Web Novel
Zenon's Game Chapter 279
Maybe that's why he never liked Candace; because he knew the skeletons would come out of his closet. Because he knew the pain in her family was a similar one to ours. We're all broken here.
I did judge him. I called him washed up because he can't keep up anymore. And I know it's selfish, but deep down I've buried a thought I never dared to say. I'm ashamed of it, but I can't deny it's there:
Gratitude. I'm grateful he chose to live with me, my sister and my mother. He had a choice and he chose us.
I could've been Jake.
"F*ck," I cursed and slammed my fist against the marble surface.
He really f*cked us all up.
~Candace's POV~
I walked up the steps in the Albert house, feeling like an unwanted visitor. Maybe I should use the bathroom and leave. I've caused enough trouble here as it is.
I passed by Jake's room and saw the door slightly ajar. I stopped beside it. I don't know why I felt the urge to go in, but Jake was the only person here who could really understand me in this moment. And I understood him.
I knocked and leaned on the door, pushing it open wider.
"Sorry!" I exclaimed, apologizing for what I just walked in on.
I apologized for staring while still staring. I didn't know whether to look away or run away. But instead, I just stared. I wasn't able to stop staring. Stop, Candace. I physically couldn't move my head. Maybe I just close my eyes then?
"Candace," Jake said, sitting on the floor and watching my internal dilemma play out, "it's OK."
"Is it though?" I asked, taking a step backward.
I've never been inside his bedroom before, but I didn't expect to see this. I was staring at the shattered wooden pieces and strings of his broken guitar all over the floor.

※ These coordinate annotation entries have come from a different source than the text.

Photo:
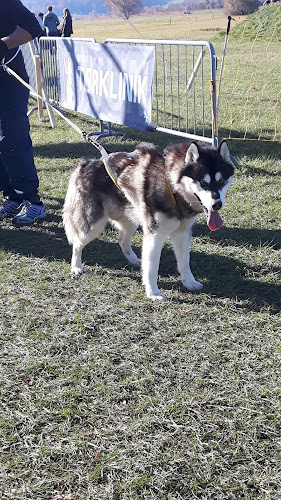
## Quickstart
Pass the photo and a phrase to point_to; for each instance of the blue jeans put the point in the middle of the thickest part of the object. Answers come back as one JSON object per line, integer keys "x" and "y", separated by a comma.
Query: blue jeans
{"x": 18, "y": 175}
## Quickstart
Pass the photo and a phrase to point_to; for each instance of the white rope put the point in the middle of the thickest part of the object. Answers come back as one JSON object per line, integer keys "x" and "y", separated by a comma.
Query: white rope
{"x": 3, "y": 62}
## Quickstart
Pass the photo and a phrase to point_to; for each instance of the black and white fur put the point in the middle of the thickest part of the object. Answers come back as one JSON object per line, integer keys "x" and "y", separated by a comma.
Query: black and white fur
{"x": 199, "y": 177}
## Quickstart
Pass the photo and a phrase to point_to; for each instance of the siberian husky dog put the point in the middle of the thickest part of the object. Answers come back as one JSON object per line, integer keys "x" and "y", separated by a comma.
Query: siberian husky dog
{"x": 163, "y": 193}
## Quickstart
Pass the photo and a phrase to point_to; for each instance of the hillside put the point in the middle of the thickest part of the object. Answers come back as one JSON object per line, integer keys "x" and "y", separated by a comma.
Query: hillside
{"x": 81, "y": 7}
{"x": 264, "y": 24}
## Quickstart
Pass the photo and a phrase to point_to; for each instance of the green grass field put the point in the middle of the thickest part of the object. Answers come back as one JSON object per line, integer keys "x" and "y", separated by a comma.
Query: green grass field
{"x": 108, "y": 396}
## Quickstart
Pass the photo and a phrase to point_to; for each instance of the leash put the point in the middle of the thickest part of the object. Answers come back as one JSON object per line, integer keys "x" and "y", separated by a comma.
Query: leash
{"x": 170, "y": 189}
{"x": 86, "y": 137}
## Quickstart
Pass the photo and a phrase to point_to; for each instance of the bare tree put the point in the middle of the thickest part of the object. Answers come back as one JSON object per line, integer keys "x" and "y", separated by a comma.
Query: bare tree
{"x": 241, "y": 7}
{"x": 124, "y": 8}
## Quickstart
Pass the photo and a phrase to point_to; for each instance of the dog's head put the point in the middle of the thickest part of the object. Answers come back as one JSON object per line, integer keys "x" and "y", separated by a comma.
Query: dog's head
{"x": 208, "y": 174}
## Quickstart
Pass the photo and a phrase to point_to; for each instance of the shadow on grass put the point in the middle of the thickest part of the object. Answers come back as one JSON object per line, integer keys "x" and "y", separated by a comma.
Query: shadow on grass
{"x": 226, "y": 277}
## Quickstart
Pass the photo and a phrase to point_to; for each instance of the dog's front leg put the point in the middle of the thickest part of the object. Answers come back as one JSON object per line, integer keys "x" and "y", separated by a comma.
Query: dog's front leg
{"x": 76, "y": 260}
{"x": 181, "y": 239}
{"x": 151, "y": 252}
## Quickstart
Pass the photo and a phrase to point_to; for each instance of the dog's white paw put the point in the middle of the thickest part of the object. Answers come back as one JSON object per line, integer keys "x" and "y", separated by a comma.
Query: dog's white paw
{"x": 193, "y": 286}
{"x": 135, "y": 261}
{"x": 77, "y": 271}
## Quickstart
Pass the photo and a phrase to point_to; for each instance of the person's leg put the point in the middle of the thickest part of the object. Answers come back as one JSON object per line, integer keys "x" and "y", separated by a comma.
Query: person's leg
{"x": 15, "y": 144}
{"x": 18, "y": 175}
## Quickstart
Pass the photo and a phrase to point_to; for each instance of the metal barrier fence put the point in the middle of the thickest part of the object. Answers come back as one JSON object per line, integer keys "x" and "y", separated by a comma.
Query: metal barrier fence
{"x": 184, "y": 93}
{"x": 184, "y": 89}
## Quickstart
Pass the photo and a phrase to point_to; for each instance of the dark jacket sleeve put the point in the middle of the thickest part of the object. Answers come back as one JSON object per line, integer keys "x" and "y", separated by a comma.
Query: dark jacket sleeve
{"x": 23, "y": 17}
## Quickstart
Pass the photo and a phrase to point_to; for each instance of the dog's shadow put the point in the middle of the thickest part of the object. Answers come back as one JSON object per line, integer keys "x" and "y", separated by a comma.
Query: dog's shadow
{"x": 223, "y": 276}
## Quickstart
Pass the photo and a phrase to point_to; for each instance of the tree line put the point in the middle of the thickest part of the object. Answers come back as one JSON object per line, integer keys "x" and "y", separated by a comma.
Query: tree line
{"x": 126, "y": 8}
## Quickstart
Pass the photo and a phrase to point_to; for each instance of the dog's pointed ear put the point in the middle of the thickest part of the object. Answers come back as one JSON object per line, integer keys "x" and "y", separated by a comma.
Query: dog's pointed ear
{"x": 192, "y": 153}
{"x": 223, "y": 151}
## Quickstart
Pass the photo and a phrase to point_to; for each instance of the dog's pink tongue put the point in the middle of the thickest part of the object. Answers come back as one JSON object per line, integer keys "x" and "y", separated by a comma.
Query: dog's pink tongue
{"x": 214, "y": 220}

And there was Jake, shirtless. His tattoos inked down his arm, and his-
"Did someone break into your house too?" I asked, trying to concentrate on the broken guitar pieces.
"No," Jake said, reaching over to grab a shirt, "The only intruder in this house is me."
He said it so casually. A sad reminder of how he felt every day since he first arrived here.
I watched his body stretch over as he grabbed the shirt and pulled it over his chest. I guess Zenon isn't the only one who works out in this house.
I sat down on the floor opposite him, with all the broken pieces between us. This felt like such a metaphor for our reality, right now.
"Why did you do this?" I asked him, "You love your guitar."
He stretched his hand out and started to pick up the broken pieces. "I regret it now. I was angry."
"It's OK. You don't have to tell me," I said, sitting upright to start helping him clean the broken pieces. I was fine to sit in silence. Sometimes, it's comforting to just be present.
"I snapped this morning," Jake stopped cleaning and sighed, "You know, no one interfered or criticized my music when I was playing in my bedroom. But the moment I had this record deal, people felt entitled to judge. You want to be famous... you think you're cool... you can't play for sh*t... you're never going to make it. Music was my one escape, and that was taken away from me."
"You're going to make it," I said with so much conviction. Jake was so talented, if only he could see it.
He shook his head, "You have the minority opinion there."
"You have a music deal, don't you? That's so hard to come by. Minority opinions can make a difference."
"The label doesn't like anything I write," he sighed, "They gave me a deadline to come up with something 'better' or they'll give me their own songs. The contract I signed gives them control over my image. They can turn my style into pop, which is what Zenon always said I was going to do. I hate it when that b*stard's right."
I vaguely remember Zenon mentioning something about Justin Bieber.
"What's wrong with pop?"
"Nothing, but it's not me and it's not my music."
I guess music couldn't be his escape from reality anymore if it came with real life pressures now.
"When's that deadline?" I asked.
Maybe now is not the right time to remind him about the lyrics I sent him, but didn't he use any of them?
"Deadline's passed."
I didn't know what to say. I thought the record label was a dream come true; a potential 'happy ever after' for Jake. I didn't realize he was struggling with it.
"So what?" I shrugged, and scooped some of the broken guitar pieces into his trash, "What's the big deal anyway? If this label doesn't want you, you go back to singing in your bedroom. You don't need this moment to define your entire life. It's a great opportunity, sure, but that's all it is."
Jake sat back, "That's still a lot, Candace. That... and my mom.... and this f*cked up house."
"Hey," I reached out to touch his shoulder, "You need to graduate high school. There's a whole world out there that we don't see right now, but we can make it out. Everything else is just... a cherry on top."
We all show up to school with such different problems. No one really knows what's going on with anyone else, because we don't even know what's going on with ourselves.
Lucky are those who have friends to lean on and family to support them.
Optimism.
And maybe a little spark of spirit to give me... well, spirit.